En décembre et janvier dernier, Emmanuel Macron a annoncé une grande réforme de l’audiovisuel public avant la fin de l’année 2018. Le projet de loi sera précédé dès la fin du premier trimestre par un grand débat avec « l’ensemble des professionnels ».
« Je ne veux ici ni fermer aucun sujet, ni égrener ce que la mission et la ministre dans les prochaines semaines auront à établir » exposait le chef de l’État lors de ses vœux à la presse. Un peu plus tôt, au Sénat, en octobre 2017, la ministre de la Culture dévoilait clairement l’un des chantiers en vue, celui de la réforme du financement de l’audiovisuel, et spécialement de la redevance TV (ou CAP, pour « contribution à l’audiovisuel public »).
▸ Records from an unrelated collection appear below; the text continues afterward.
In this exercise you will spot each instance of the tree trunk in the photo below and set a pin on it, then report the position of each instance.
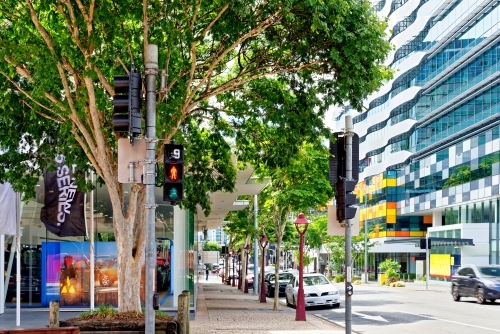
(244, 258)
(130, 241)
(277, 270)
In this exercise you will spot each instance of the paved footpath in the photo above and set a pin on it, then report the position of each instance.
(225, 309)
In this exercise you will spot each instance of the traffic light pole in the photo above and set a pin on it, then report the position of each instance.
(348, 133)
(151, 67)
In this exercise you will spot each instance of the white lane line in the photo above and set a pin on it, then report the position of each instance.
(450, 321)
(489, 308)
(339, 323)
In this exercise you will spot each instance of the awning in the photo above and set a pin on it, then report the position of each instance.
(434, 241)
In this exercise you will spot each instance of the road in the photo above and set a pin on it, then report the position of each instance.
(377, 309)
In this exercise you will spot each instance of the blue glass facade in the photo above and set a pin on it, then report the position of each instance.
(437, 124)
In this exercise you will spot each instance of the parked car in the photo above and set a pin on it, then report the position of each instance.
(481, 282)
(318, 290)
(283, 280)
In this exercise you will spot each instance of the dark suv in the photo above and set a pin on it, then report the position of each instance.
(481, 282)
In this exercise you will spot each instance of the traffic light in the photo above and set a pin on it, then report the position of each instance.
(173, 186)
(127, 104)
(345, 199)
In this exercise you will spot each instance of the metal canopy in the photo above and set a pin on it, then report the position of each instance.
(435, 242)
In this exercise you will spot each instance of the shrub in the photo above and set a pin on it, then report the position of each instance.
(339, 278)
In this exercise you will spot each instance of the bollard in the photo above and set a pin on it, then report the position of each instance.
(183, 312)
(54, 314)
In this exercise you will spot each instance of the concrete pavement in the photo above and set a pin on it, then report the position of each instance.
(225, 309)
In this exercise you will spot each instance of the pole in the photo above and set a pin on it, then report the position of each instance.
(427, 264)
(366, 251)
(151, 66)
(348, 247)
(255, 247)
(233, 278)
(2, 265)
(247, 254)
(300, 312)
(262, 283)
(92, 253)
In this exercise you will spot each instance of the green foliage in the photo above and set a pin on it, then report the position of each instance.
(339, 278)
(336, 247)
(246, 78)
(212, 246)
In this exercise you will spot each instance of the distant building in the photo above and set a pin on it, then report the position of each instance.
(430, 138)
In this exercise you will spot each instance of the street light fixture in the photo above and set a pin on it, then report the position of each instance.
(247, 249)
(263, 244)
(301, 224)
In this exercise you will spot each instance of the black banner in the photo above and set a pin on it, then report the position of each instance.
(64, 210)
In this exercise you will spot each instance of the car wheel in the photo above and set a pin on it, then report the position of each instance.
(454, 293)
(104, 280)
(480, 295)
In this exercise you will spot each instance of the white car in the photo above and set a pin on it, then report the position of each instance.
(318, 290)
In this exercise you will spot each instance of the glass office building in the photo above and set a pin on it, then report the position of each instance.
(429, 138)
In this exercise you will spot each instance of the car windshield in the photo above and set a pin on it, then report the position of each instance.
(490, 271)
(315, 280)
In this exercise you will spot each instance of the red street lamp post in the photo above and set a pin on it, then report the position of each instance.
(239, 268)
(233, 284)
(263, 243)
(247, 249)
(301, 224)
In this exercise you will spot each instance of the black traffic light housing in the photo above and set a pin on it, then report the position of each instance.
(173, 184)
(128, 104)
(345, 199)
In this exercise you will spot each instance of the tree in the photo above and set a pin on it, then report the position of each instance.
(337, 250)
(302, 184)
(233, 67)
(212, 246)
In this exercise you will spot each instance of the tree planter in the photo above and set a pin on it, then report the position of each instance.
(120, 326)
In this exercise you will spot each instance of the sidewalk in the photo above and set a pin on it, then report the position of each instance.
(225, 309)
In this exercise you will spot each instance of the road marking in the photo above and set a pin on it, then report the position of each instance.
(369, 317)
(340, 323)
(490, 308)
(450, 321)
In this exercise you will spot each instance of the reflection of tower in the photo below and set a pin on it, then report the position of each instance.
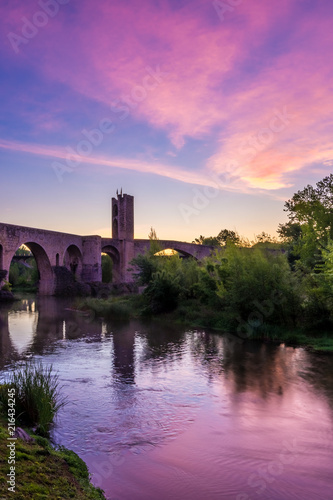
(123, 217)
(124, 357)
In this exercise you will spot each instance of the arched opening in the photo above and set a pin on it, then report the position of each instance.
(73, 260)
(31, 269)
(115, 228)
(113, 253)
(168, 252)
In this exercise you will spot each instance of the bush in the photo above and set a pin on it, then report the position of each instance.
(37, 397)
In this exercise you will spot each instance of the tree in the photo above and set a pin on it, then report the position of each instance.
(225, 236)
(310, 225)
(312, 209)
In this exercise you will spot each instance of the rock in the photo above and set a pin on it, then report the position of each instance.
(20, 433)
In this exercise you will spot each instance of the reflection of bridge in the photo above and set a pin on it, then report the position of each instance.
(82, 254)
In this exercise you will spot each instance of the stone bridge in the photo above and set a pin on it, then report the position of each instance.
(82, 255)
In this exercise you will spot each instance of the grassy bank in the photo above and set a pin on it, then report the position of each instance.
(42, 472)
(193, 314)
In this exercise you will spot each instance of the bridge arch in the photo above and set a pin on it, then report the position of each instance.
(113, 252)
(73, 260)
(46, 276)
(182, 253)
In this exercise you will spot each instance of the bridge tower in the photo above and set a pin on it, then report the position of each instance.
(123, 217)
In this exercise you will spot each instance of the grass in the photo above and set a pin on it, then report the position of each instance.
(37, 395)
(44, 473)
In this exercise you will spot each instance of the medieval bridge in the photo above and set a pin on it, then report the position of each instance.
(82, 255)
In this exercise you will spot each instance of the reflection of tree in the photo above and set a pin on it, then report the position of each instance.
(320, 374)
(244, 366)
(7, 350)
(124, 357)
(257, 367)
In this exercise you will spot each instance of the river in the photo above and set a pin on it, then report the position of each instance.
(161, 412)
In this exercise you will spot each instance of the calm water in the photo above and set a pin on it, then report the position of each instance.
(158, 412)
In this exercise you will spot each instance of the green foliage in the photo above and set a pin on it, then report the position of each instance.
(224, 237)
(163, 292)
(310, 225)
(37, 395)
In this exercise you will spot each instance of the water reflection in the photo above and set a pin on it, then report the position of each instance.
(159, 412)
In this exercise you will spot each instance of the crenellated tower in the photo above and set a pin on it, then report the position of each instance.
(123, 217)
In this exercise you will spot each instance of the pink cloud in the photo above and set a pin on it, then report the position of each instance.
(105, 54)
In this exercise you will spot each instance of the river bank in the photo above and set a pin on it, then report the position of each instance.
(40, 471)
(193, 314)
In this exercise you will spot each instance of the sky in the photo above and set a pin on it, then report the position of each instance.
(210, 113)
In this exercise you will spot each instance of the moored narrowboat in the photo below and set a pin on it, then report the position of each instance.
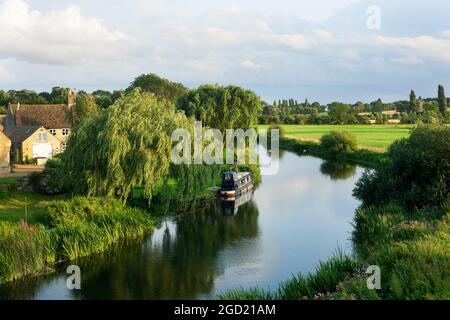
(235, 183)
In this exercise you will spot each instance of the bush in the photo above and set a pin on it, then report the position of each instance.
(338, 141)
(417, 175)
(280, 129)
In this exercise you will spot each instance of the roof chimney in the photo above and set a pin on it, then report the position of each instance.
(72, 99)
(18, 117)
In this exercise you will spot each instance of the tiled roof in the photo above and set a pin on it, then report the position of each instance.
(50, 116)
(19, 134)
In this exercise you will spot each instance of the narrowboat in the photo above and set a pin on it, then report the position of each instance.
(231, 206)
(235, 183)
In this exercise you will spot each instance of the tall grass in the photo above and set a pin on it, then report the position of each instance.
(76, 228)
(412, 250)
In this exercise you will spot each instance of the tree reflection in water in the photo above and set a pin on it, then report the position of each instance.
(179, 260)
(337, 170)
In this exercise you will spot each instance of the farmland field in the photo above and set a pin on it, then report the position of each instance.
(373, 137)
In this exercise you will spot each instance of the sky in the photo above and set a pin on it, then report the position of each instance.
(323, 50)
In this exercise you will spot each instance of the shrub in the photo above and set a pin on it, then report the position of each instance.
(338, 141)
(417, 175)
(280, 129)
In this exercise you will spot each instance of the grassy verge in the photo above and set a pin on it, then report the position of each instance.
(373, 137)
(412, 251)
(16, 205)
(73, 229)
(362, 157)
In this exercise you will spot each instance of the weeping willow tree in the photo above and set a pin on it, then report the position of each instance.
(127, 146)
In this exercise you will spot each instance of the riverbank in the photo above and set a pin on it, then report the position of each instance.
(412, 252)
(405, 235)
(74, 228)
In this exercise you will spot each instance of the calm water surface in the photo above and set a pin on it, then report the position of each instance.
(293, 220)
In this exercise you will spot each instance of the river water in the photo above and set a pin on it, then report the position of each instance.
(292, 221)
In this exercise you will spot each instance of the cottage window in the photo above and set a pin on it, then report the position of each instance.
(42, 136)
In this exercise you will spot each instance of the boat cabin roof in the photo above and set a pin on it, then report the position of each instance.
(238, 175)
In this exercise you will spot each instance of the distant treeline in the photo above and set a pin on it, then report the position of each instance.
(428, 110)
(414, 110)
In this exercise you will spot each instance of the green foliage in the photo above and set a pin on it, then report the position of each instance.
(418, 174)
(222, 107)
(49, 181)
(79, 227)
(320, 284)
(442, 99)
(338, 141)
(127, 146)
(160, 87)
(411, 250)
(340, 112)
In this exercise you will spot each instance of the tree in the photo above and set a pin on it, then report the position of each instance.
(417, 174)
(339, 112)
(377, 106)
(412, 101)
(85, 106)
(59, 95)
(162, 88)
(442, 99)
(127, 146)
(222, 107)
(103, 98)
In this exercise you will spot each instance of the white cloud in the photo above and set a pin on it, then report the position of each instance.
(251, 65)
(295, 41)
(56, 37)
(422, 46)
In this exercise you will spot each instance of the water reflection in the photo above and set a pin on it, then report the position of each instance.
(293, 220)
(338, 170)
(231, 207)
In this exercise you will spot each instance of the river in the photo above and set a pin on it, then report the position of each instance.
(292, 221)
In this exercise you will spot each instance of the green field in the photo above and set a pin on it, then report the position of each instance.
(16, 205)
(373, 137)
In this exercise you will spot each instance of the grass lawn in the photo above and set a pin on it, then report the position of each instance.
(372, 137)
(12, 204)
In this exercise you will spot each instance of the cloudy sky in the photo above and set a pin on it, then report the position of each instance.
(324, 50)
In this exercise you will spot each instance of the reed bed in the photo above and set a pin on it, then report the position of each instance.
(75, 228)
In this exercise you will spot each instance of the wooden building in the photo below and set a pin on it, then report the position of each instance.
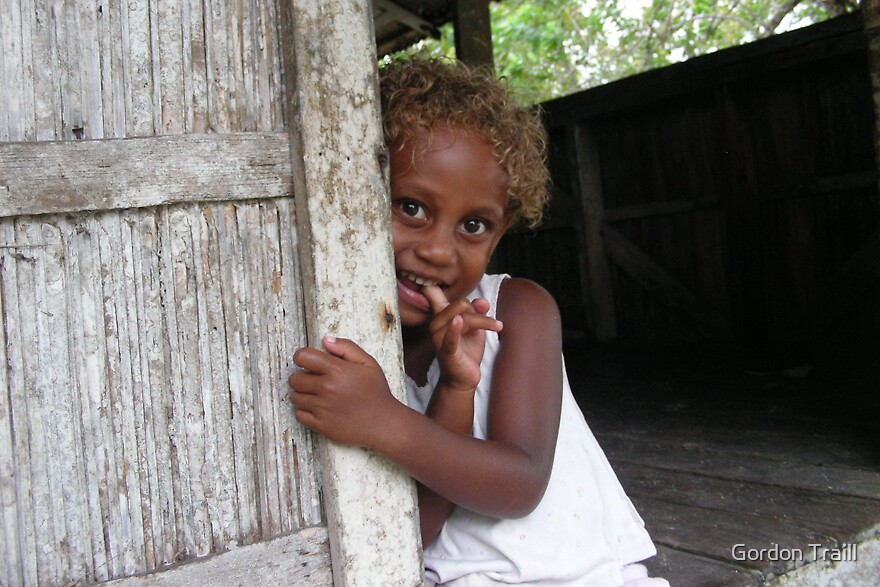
(191, 190)
(714, 243)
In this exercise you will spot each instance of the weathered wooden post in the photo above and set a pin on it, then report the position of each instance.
(338, 148)
(154, 286)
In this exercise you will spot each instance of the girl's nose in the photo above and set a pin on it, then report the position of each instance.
(436, 248)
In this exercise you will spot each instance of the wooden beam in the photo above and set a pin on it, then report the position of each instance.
(656, 280)
(857, 276)
(68, 176)
(344, 219)
(386, 12)
(473, 32)
(595, 273)
(302, 558)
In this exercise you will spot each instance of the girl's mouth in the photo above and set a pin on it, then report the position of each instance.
(409, 290)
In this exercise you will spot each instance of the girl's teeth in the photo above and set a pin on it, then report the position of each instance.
(419, 280)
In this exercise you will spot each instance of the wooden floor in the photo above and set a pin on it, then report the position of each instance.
(716, 452)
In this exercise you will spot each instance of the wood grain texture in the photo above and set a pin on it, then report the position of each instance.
(71, 176)
(144, 406)
(340, 167)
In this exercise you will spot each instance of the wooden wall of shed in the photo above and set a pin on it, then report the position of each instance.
(142, 405)
(747, 176)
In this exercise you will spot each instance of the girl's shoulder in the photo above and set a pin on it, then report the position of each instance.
(524, 303)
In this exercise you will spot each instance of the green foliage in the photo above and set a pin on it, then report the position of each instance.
(554, 47)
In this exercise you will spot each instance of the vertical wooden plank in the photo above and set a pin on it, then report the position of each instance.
(116, 276)
(235, 304)
(67, 33)
(300, 458)
(65, 423)
(112, 48)
(343, 218)
(139, 37)
(92, 107)
(217, 65)
(89, 365)
(13, 535)
(11, 71)
(871, 17)
(595, 272)
(44, 61)
(219, 450)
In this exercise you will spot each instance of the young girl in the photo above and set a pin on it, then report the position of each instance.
(513, 487)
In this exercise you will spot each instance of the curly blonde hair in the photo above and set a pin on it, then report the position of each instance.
(420, 94)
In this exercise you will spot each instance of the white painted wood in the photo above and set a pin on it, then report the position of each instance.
(144, 407)
(152, 297)
(302, 558)
(344, 219)
(74, 176)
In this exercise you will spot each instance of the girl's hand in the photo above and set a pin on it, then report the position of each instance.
(458, 331)
(342, 394)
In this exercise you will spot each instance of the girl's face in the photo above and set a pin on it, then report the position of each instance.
(449, 210)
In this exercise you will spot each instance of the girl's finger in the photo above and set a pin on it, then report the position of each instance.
(436, 298)
(453, 336)
(347, 350)
(480, 322)
(302, 382)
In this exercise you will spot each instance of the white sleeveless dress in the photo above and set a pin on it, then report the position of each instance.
(585, 532)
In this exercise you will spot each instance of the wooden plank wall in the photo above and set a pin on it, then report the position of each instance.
(738, 195)
(151, 294)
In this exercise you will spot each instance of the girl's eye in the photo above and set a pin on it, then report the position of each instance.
(412, 209)
(474, 226)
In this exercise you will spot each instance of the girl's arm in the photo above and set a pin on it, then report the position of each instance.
(344, 396)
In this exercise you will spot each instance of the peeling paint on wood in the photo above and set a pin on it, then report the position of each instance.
(152, 298)
(146, 419)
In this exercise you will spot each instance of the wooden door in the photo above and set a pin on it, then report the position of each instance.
(189, 191)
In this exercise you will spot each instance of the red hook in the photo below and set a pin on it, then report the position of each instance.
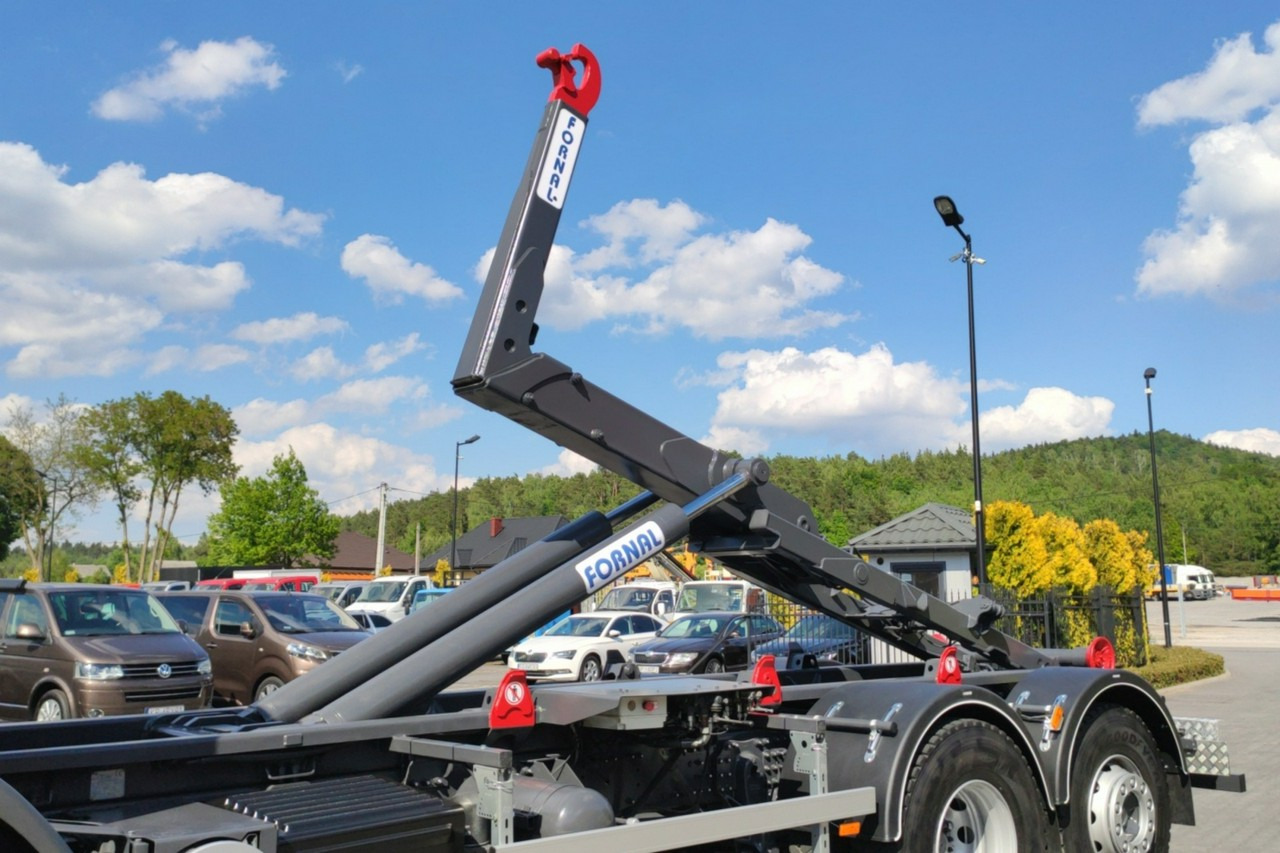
(561, 65)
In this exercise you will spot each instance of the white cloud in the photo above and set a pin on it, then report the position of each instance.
(342, 464)
(391, 276)
(366, 397)
(371, 396)
(348, 72)
(1237, 81)
(380, 356)
(282, 329)
(568, 464)
(1256, 441)
(88, 269)
(1045, 415)
(320, 364)
(205, 359)
(1228, 215)
(878, 406)
(867, 402)
(193, 81)
(654, 274)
Ces appels du pied ont été entendus par les sociétés de gestion collective, et en particulier la SCAM, une société civile des auteurs du multimédia qui gère les intérêts de 43 000 auteurs, réalisateurs de télévision et radio, écrivains, journalistes, photographes, dessinateurs, vidéastes et 112 millions d’euros de droits d’auteur.
150 euros de redevance, même chez les foyers sans TV mais avec PC
Au travers d'une liste de recommandations à l'attention de l'exécutif, elle plaide pour une augmentation à 150 euros de la CAP. « La hausse de la contribution à l’audiovisuel public est un sujet tabou. Tous les politiques ont refusé de s’y attaquer au prétexte que le sujet est impopulaire. L’est-elle davantage que la hausse des impôts ou des contributions sociales ? » écrit-elle.
En comparant les niveaux en vigueur en Europe, elle regarde avec jalousie les 385 euros en vigueur en Suisse, les 335 euros en Autriche ou au Danemark, voire les 210 en Allemagne et 170 au Royaume-Uni. À 138 euros, la France est finalement entre la Slovénie (153 euros) et la Croatie (137 euros), loin devant les 36 euros portugais ou grecs. Pour la société de collecte et répartition, la CAP est « la ressource la plus sûre et la plus légitime pour financer un service public et garantir son indépendance à l’égard des pouvoirs politiques et des régies publicitaires. C’est donc sur cette ressource qu’il convient d’agir pour construire l’avenir ».
Sur son chemin, elle soutient aussi une réforme d’ampleur de l’assiette, considérant que le système actuel est « archaïque » en ce qu’il ne repose que sur la détention d’un poste de télévision. « Il est temps de prendre acte de la diversité des usages et des terminaux qui permettent de regarder des programmes de l’audiovisuel français. Il en va de la modernisation de la contribution mais aussi de sa cohérence au regard des engagements du groupe à qui la tutelle demande à juste titre d’investir dans le numérique pour élargir sa diffusion ». En guise de carotte, la SCAM demande une disparition « de la publicité de marques sur toutes les antennes publiques ».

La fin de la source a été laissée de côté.